En su certera mirada pudo discernir Chateaubriand que para la retórica revolucionaria el mundo resultaba cruelmente binario: hubo feudalismo (este término curiosamente reunió para los jacobinos tanto el régimen feudal como la monarquía absoluta y por lo tanto revistió como sinónimo de opresión total) y luego vino la revolución, que es sinónimo de libertad y cuyos representantes, en virtud de esta falacia, tienen la licencia absoluta para hacer un barrido total y vengativo del pasado. Ese es el puro jacobinismo. En su perspectiva histórica, que va en contrario sensu de toda la heredad bibliográfica conservadora y también revolucionaria, la libertad, cristiana o feudal, es el elemento vertebral de la emergencia civilizadora, una realidad forjada en el equilibrio de derechos, deberes y en el respeto de las jerarquías y de los fueros y espacios de cada actor de la sociedad. Ese universo fue progresivamente restringido por la monarquía centralizada que provocará la reacción de 1789 y que a su vez se replicará en el democratísimo insolente que desde entonces se ha cebado del honor de las naciones y del derecho de las personas.
Será este pensador de los primeros que reaccionará contra la especie construida desde el iluminismo con el afán de satanizar a la Edad Media. Deberemos esperar hasta bien entrado el siglo XX, con los estudios de Bloch, de Le Goff y de Pernoud y Duby mucho más tarde, para que se vaya redescubriendo un universo maldecido por los amos de la razón que se hicieron con el poder político y dictaron la historia conforme a sus embelesadas preferencias ideológicas.

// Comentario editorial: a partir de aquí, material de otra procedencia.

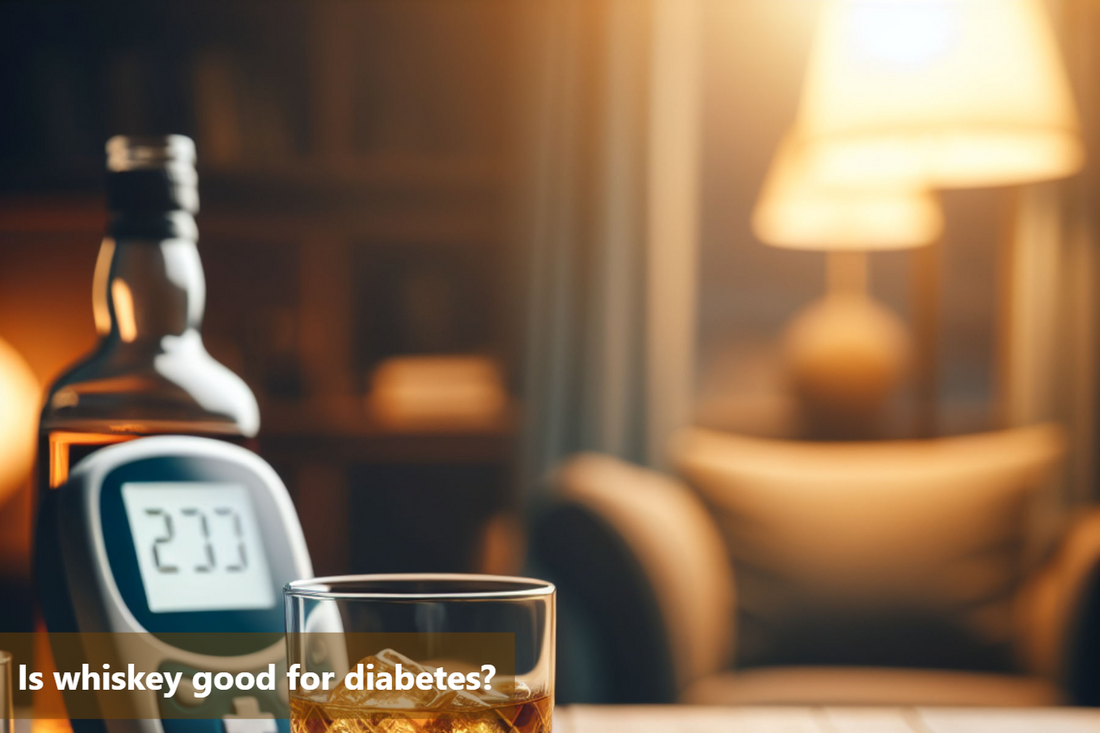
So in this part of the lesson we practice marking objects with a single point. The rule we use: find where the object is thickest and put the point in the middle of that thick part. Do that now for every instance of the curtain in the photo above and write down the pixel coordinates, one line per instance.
(608, 331)
(1049, 362)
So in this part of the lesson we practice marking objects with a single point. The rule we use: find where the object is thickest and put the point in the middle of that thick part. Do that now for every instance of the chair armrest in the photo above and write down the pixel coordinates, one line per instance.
(1059, 614)
(671, 544)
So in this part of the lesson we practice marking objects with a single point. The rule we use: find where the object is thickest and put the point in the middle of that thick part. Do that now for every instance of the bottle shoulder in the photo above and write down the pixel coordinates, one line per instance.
(178, 384)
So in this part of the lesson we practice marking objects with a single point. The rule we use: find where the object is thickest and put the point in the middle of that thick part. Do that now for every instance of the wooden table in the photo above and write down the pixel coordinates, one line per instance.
(692, 719)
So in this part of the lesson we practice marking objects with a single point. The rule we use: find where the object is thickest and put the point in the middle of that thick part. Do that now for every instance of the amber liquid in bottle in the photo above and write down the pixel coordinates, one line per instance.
(150, 373)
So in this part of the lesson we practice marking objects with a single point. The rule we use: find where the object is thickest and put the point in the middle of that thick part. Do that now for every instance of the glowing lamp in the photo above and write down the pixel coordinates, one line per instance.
(795, 210)
(938, 93)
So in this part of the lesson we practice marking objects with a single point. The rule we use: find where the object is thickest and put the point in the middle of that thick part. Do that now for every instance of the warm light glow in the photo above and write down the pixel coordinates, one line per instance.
(99, 307)
(19, 419)
(945, 93)
(438, 391)
(798, 211)
(124, 316)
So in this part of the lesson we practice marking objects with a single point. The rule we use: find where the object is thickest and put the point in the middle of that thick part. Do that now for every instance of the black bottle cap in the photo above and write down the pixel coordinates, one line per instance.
(151, 175)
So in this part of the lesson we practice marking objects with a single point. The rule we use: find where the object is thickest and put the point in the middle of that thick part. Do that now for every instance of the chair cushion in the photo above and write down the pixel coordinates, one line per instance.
(894, 553)
(865, 686)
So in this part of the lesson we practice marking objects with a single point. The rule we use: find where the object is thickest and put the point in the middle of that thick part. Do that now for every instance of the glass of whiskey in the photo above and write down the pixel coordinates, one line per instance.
(420, 654)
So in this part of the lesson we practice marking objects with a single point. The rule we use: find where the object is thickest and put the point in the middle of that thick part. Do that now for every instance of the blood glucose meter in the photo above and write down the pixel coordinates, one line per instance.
(175, 534)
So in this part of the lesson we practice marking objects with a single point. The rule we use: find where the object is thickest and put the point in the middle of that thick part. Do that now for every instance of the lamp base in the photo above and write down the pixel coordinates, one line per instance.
(846, 356)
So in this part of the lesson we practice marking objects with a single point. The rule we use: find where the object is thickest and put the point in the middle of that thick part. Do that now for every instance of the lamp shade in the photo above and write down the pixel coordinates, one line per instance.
(945, 93)
(796, 210)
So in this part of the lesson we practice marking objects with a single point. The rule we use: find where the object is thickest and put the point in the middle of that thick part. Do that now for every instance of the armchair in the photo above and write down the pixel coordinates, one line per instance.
(866, 573)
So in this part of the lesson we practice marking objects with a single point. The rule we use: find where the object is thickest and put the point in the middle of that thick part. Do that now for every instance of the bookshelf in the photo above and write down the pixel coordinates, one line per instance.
(356, 160)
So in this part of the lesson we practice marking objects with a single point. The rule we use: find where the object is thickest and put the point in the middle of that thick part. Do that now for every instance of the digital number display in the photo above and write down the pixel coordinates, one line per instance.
(198, 547)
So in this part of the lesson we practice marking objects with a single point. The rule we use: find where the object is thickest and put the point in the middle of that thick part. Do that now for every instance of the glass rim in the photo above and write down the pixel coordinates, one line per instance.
(356, 588)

La posición histórica de Chateaubriand conduce a una visión infrecuente del problema contemporáneo de la libertad. Nos va a recordar que la libertad solo es posible si está arraigada en la tradición y si es defendida por una élite unida a su preservación. La ruptura con el pasado y la democracia desenfrenada conducen a la tiranía y, aunque sus defensores afirman los principios de 1789, en realidad están situados en las antípodas. De ahí se sigue que no solo la tradición es necesaria para la libertad, sino también la religión. Chateaubriand entiende, además, que no se puede defender la libertad sin virtud, que la corrupción y el desvío terminan disolviendo cualquier derecho, aboliendo todas las garantías que son necesarias para que el respeto tenga preeminencia sobre la anarquía y la prepotencia.
Es necesario, proclamará, saturar de legitimidad la libertad. Y eso es algo que solo se alcanza con la virtud.